Many businesses carry insurance policies to mitigate financial losses in the event of business stoppages or slowdowns.
Several types of policies may cover lost profits and costs when a business cannot continue normal operations. Whether business interruption insurance covers stoppages or slowdowns caused by COVID-19 will depend on the specific language of each policy and the unique facts of each claim. A brief summary of the types of policies that may cover business stoppage or interruption due to COVID-19 is outlined below.
Business Interruption Insurance
This type of insurance provides coverage when a company must curtail normal operations. Coverage will depend on the extent and impact of the interruption, including whether the interruption resulted from physical loss or damage to the policyholder’s property, whether the company experienced a slowdown or complete stoppage, and whether the interruption was necessary or a discretionary business decision. Many of these policies contain exclusions for property damage arising from viruses, communicable diseases, or bacteria, which could potentially bar coverage if the business interruption was caused by COVID-19.
Business Interruption Insurance Coverage Extension: Civil Authority
This type of insurance may provide coverage for loss of income when an order of a civil or military authority impairs access to a company’s business operation. However, this typically requires physical loss or damage to property to trigger coverage. While a mandatory quarantine order or business stoppage order may qualify as an order of civil authority, coverage will depend on the nature of the loss or damage to the business property.
Business Interruption Insurance Coverage Extension: Ingress and Egress
This type of insurance may provide coverage for lost profits and costs incurred when a company cannot access its own property. This policy may require physical loss or damage to the property to trigger coverage, but COVID-19 contamination may qualify as physical loss or damage to property.
This type of insurance provides coverage for lost profits and costs caused by business stoppage or interruption at the locations of a company’s suppliers or downstream customers. Typically, the suppliers’ or customers’ property must have suffered direct physical loss or damage, but COVID-19 contamination may qualify under the policy language. However, these policies may contain exclusions for property damage caused by viruses, communicable diseases, or bacteria, which could potentially bar coverage if the business interruption was caused by COVID-19.
Contingent Business Interruption Insurance
This type of insurance provides coverage for business interruptions caused by communicable disease or illness, crisis management and cleanup costs, or cancellation of bookings. These provisions may require presence of the communicable disease on the premises.

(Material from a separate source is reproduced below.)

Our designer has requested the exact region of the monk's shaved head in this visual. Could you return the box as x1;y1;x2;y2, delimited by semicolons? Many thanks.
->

Third Party Liability Policies
If a third party is claiming damages related to a company’s actions during the COVID-19 pandemic, including business interruptions or stoppages, third party liability policies may provide financial relief. Such policies include Commercial General Liability Insurance, Directors & Officers Liability Insurance, Employment Practices Liability Insurance, Errors and Omissions Liability Insurance, Workers’ Compensation Insurance, Pollution Liability Insurance, and Environmental Liability Insurance.
You will want to comply with all applicable timing requirements related to filing a Notice of Claim as set forth in your policy. Insurers will review insurance claims arising out of COVID-19 with heightened scrutiny. If your business carries one of the above policies and is experiencing or may experience business interruption as a result of COVID-19, it is critical to conduct an in-depth analysis of your business policy’s language, evaluate considerations unique to COVID-19-related claims, and assess litigation risks and strategies.
The information provided herein is intended as general information and is not to be construed as legal advice. If legal advice is needed, you should consult an attorney.